Magistrado  ponente  

STC142-2021  

Radicación  n.° 41001-22-14-000-2020-00184-01  

(Aprobado  en sesión virtual de veinte de enero de dos mil veintiuno)  

Bogotá,  D.C., veintiuno  (21)  de enero  de  dos mil veintiuno (2021).-  

Decide  la Corte la impugnación  formulada frente al fallo proferido el 19 de noviembre de 2020 por la  Sala  Civil Familia Laboral del Tribunal Superior del Distrito Judicial de  Neiva,  dentro  de la acción de tutela promovida por  Yezid Gaitán Peña contra  el  Juzgado  Segundo de Familia de la misma ciudad,  trámite al que fueron vinculadas las partes y demás  intervinientes del proceso liquidatorio a que alude el escrito  inicial.  

ANTECEDENTES  

1.        El  accionante reclama la protección constitucional de sus  derechos fundamentales al debido proceso, al acceso a la  administración de justicia y a la igualdad,  presuntamente  conculcados por la autoridad jurisdiccional accionada, en el marco  del proceso de sucesión de la causante Rafaela Gaitán  Cardozo, identificado con el consecutivo No. 2013-00533-00.  

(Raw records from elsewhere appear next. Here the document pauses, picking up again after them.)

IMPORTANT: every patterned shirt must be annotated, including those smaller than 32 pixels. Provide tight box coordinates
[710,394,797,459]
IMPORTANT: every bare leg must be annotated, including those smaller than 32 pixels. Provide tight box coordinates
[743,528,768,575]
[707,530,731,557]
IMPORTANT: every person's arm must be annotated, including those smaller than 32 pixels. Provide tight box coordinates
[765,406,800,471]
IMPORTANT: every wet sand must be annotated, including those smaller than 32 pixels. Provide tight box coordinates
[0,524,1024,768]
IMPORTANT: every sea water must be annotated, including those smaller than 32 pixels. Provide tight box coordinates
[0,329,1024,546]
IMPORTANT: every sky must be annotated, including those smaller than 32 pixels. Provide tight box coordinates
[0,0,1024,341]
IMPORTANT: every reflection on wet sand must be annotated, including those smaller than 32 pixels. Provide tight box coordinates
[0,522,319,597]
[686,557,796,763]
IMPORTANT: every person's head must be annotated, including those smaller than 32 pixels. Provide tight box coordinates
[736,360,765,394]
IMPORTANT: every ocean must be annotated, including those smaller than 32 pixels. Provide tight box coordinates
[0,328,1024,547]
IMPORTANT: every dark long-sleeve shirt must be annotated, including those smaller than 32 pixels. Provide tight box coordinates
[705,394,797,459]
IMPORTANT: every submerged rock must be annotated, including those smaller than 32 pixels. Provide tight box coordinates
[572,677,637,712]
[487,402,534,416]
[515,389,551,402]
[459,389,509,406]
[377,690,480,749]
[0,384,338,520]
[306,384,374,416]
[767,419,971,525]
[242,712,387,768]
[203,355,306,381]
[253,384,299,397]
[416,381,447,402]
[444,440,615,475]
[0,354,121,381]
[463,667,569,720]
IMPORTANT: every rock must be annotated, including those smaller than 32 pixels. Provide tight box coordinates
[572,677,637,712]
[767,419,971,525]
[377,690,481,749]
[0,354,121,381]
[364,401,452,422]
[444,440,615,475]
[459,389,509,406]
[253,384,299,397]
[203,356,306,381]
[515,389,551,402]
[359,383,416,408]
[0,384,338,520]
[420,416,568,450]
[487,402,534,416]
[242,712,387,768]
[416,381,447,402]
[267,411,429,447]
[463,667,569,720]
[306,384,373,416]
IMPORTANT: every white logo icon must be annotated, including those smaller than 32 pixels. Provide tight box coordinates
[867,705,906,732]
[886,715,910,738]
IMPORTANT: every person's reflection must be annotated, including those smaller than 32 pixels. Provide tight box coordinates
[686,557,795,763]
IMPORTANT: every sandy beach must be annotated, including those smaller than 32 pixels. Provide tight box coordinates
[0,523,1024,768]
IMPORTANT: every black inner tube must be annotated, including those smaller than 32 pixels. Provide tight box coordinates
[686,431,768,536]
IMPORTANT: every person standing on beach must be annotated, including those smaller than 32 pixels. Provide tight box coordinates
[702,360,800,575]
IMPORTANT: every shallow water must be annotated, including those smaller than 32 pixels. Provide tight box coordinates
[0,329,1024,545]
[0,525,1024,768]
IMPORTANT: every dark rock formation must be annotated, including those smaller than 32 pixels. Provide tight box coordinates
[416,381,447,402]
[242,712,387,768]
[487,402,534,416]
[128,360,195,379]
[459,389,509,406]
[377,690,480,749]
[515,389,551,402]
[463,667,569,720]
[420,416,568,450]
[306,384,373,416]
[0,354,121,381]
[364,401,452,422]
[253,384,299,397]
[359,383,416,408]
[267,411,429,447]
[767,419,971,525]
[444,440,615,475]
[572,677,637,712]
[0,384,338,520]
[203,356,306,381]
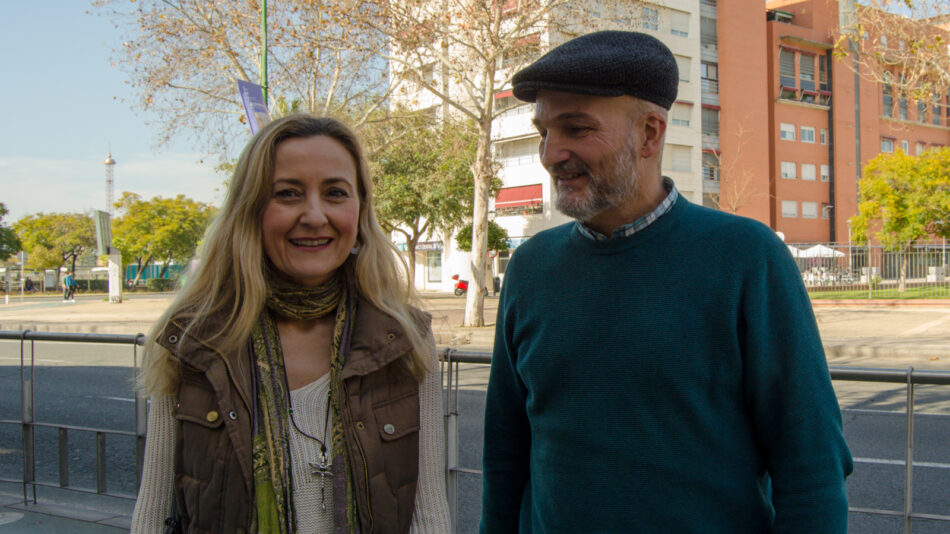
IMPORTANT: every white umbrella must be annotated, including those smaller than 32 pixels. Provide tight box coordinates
[798,245,844,258]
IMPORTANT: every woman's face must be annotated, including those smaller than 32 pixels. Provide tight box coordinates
[261,135,360,287]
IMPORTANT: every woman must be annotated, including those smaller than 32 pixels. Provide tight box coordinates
[132,115,450,534]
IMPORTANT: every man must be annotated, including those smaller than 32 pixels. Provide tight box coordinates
[481,32,852,534]
[63,271,78,302]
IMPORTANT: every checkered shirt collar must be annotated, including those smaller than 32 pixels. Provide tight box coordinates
[574,176,679,241]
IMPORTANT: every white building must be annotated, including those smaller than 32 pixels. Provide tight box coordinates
[386,0,718,291]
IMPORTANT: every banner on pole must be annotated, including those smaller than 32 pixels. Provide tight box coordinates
[238,80,271,134]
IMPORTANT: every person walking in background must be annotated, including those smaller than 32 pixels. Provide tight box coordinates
[132,115,450,534]
[63,271,78,302]
[481,32,852,534]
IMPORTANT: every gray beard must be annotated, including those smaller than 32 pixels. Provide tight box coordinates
[554,133,640,226]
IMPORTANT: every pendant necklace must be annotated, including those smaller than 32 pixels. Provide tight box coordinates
[287,391,333,512]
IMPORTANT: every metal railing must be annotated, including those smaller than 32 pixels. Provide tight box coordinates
[0,330,950,534]
[788,242,950,299]
[440,348,950,534]
[0,330,146,504]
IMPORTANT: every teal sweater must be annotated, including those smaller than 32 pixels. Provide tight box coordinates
[481,197,852,534]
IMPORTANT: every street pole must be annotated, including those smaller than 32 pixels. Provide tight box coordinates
[261,0,267,106]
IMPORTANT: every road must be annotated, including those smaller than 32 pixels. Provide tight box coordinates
[0,297,950,534]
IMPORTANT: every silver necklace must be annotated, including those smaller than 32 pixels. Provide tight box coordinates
[287,391,333,512]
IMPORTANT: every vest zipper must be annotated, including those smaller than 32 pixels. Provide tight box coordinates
[340,382,375,532]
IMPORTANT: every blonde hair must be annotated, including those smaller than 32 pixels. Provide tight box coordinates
[142,114,431,394]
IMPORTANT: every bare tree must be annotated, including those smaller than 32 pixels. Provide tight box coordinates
[703,124,762,213]
[834,0,950,113]
[94,0,393,163]
[363,0,638,326]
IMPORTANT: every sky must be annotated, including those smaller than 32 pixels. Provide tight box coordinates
[0,0,230,225]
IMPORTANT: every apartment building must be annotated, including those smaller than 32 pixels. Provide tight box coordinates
[768,0,950,243]
[390,0,950,290]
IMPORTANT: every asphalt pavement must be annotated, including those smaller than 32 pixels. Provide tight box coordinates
[0,293,950,534]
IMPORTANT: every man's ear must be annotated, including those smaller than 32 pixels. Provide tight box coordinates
[640,111,666,159]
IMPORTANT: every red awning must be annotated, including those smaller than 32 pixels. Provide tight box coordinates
[495,184,544,210]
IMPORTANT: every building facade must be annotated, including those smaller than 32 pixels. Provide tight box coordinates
[390,0,950,290]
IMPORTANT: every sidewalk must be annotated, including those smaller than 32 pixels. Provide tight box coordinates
[0,293,950,534]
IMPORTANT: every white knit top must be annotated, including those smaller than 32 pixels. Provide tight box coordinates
[131,358,451,534]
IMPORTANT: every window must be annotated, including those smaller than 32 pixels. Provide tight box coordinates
[801,126,815,143]
[426,250,442,282]
[703,152,719,182]
[673,56,690,82]
[802,202,818,219]
[818,56,831,91]
[778,48,798,87]
[779,122,795,141]
[640,6,660,31]
[702,108,719,137]
[699,17,719,49]
[495,137,540,167]
[671,102,693,126]
[670,11,689,37]
[802,163,815,182]
[699,61,719,94]
[782,200,798,219]
[782,161,795,180]
[798,54,815,91]
[670,145,692,172]
[495,184,544,216]
[881,85,894,117]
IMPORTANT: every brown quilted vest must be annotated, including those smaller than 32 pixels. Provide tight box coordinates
[159,299,431,534]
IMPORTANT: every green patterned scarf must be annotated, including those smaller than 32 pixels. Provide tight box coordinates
[250,273,358,534]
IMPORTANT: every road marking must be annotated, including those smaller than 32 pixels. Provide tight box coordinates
[897,315,950,337]
[841,408,950,417]
[854,458,950,469]
[99,397,135,402]
[0,356,76,364]
[0,512,23,525]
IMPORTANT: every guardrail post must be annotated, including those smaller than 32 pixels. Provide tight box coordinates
[904,366,914,534]
[59,427,69,488]
[132,334,148,493]
[20,330,36,504]
[96,432,106,494]
[444,348,459,532]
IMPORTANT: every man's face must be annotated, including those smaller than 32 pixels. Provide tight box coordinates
[534,91,637,222]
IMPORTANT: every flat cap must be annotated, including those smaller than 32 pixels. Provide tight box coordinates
[512,31,679,109]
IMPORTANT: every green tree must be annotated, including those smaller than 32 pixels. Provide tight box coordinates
[13,213,96,276]
[0,202,23,261]
[370,116,498,279]
[112,191,215,283]
[455,221,510,252]
[850,148,950,292]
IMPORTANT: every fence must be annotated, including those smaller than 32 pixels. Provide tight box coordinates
[788,242,950,299]
[0,330,950,534]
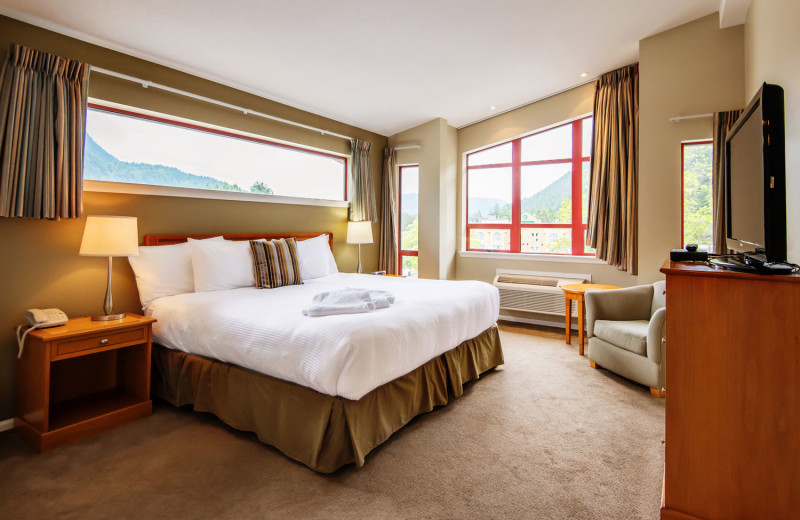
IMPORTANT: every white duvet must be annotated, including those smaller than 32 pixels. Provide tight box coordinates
[147,273,500,399]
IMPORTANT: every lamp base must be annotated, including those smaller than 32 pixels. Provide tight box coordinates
[92,312,127,321]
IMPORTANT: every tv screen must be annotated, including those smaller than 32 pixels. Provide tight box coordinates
[725,83,786,262]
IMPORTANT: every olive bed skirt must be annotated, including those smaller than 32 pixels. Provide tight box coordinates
[152,324,503,473]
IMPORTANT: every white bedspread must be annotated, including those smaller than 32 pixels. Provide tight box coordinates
[147,273,500,399]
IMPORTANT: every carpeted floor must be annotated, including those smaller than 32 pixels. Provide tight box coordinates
[0,324,664,520]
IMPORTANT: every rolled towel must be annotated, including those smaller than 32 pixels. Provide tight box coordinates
[303,302,375,318]
[303,287,394,317]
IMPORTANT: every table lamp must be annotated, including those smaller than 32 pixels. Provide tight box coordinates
[347,220,372,273]
[79,215,139,321]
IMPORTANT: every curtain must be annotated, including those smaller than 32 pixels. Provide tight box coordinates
[0,44,89,220]
[711,110,742,255]
[587,64,639,275]
[350,139,378,222]
[379,148,398,274]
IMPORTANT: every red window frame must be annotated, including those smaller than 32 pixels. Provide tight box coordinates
[88,103,349,202]
[681,139,714,247]
[397,164,419,274]
[465,116,594,256]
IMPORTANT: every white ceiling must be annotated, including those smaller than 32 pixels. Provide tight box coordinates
[0,0,724,135]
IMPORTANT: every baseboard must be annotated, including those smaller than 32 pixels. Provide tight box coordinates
[0,417,14,432]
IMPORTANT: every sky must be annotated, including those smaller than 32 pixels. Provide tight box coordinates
[86,109,344,200]
[468,118,592,203]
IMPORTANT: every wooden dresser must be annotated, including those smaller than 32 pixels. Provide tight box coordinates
[661,261,800,520]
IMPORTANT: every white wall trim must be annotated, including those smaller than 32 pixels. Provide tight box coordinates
[0,417,14,432]
[458,251,606,264]
[83,181,349,208]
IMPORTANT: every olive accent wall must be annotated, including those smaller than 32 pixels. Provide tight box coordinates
[0,16,387,420]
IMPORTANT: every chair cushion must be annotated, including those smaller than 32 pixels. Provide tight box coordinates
[594,320,649,356]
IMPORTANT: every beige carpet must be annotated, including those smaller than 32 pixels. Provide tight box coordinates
[0,325,664,520]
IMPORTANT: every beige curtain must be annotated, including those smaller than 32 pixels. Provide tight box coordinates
[379,148,398,274]
[711,110,742,255]
[350,139,378,222]
[587,64,639,274]
[0,44,89,220]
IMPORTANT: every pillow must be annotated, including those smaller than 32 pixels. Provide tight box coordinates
[189,238,255,292]
[250,238,303,289]
[297,234,339,280]
[128,237,222,309]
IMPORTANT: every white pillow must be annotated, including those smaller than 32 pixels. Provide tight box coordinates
[128,237,222,309]
[297,234,339,280]
[189,238,256,292]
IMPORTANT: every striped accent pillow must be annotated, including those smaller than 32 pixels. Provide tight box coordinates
[250,238,303,289]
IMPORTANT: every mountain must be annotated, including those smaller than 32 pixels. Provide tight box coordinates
[468,197,508,216]
[520,172,572,213]
[83,134,246,191]
[400,193,419,215]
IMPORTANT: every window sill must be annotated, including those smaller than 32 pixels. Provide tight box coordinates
[83,181,349,208]
[458,251,606,264]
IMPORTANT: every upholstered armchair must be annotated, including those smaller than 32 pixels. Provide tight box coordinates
[586,281,667,397]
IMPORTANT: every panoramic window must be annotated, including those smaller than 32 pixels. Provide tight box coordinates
[398,165,419,278]
[84,104,347,200]
[467,117,594,255]
[681,141,714,251]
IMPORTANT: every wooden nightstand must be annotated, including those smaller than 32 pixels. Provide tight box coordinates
[14,314,156,452]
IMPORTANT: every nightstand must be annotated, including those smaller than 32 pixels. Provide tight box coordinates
[14,314,156,452]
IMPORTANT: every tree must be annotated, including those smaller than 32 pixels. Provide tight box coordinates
[400,216,419,251]
[250,181,274,195]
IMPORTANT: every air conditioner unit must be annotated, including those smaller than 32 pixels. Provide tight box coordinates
[493,270,591,323]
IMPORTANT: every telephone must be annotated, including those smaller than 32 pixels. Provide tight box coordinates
[17,309,69,359]
[25,309,69,329]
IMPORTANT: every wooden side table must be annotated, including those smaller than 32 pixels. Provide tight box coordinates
[561,283,620,356]
[14,314,156,452]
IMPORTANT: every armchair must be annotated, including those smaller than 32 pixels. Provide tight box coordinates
[586,281,667,397]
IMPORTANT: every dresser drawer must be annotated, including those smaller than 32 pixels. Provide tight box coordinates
[53,327,147,357]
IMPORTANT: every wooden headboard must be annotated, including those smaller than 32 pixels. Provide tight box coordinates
[144,231,333,251]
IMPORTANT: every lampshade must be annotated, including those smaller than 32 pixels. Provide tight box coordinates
[347,220,372,244]
[79,215,139,256]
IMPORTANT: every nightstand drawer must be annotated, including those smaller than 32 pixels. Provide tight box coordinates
[53,327,146,357]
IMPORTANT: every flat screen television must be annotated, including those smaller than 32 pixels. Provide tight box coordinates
[725,83,786,264]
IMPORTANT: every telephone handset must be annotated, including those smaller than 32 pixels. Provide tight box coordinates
[17,309,69,359]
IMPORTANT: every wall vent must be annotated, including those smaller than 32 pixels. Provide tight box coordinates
[493,272,591,316]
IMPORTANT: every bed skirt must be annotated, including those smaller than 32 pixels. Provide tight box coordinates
[151,324,503,473]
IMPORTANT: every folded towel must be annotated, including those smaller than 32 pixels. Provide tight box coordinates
[303,287,394,317]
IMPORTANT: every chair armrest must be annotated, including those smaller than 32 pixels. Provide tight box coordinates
[584,285,653,338]
[647,307,667,364]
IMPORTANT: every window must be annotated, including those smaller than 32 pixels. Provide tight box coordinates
[681,141,714,251]
[466,117,594,255]
[398,165,419,278]
[84,103,347,200]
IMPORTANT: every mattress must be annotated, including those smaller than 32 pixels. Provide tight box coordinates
[147,273,499,400]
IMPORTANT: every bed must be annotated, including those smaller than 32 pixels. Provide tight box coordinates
[134,233,503,473]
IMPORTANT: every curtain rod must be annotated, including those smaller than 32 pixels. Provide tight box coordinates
[669,114,714,123]
[91,66,353,140]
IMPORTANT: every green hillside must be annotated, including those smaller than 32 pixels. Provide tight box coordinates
[83,134,245,191]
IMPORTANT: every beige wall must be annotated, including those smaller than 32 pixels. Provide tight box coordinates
[0,17,386,420]
[744,0,800,263]
[639,14,744,283]
[389,118,457,280]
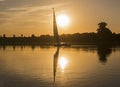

Por  tal motivo, pretende que por esta vía se conceda el resguardo  deprecado, ordenando al Juzgado Segundo de Familia de Neiva  reconocerlo como cesionario de Fabio Gaitán Macías de  «todos  los derechos patrimoniales hereditarios en la [precitada]  sucesión».  

2.        En  apoyo de  su reclamo  aduce en compendio, que allegó al referido proceso la  escritura pública No. 781 de 2 de mayo de 1997 de la Notaría  Única de Granada, Meta, mediante la cual Fabio Gaitán  Macías le cedió «los  derechos y acciones que a título patrimonial le correspondan o  pueda corresponder en su condición de hijo natural del  causante Napoleón Gaitán Cardozo, fallecido en el  municipio de Neiva el día 8 de febrero de 1988, ya sea a  nombre propio o en representación de su señor padre, y  que pueda reclamar los herederos del fallecido Napoleón Gaitán  Cardozo y contra cualquiera de los familiares de éste, o de  sus causahabientes»;  no obstante, mediante proveído del 8 de agosto de 2019, la  autoridad judicial convocada negó reconocerlo como cesionario  de los derechos hereditarios reconocidos a Fabio Gaitán  Macías, quien es titular de los mismos por representación  de su padre Napoleón Gaitán Cardozo, hermano de la  causante.  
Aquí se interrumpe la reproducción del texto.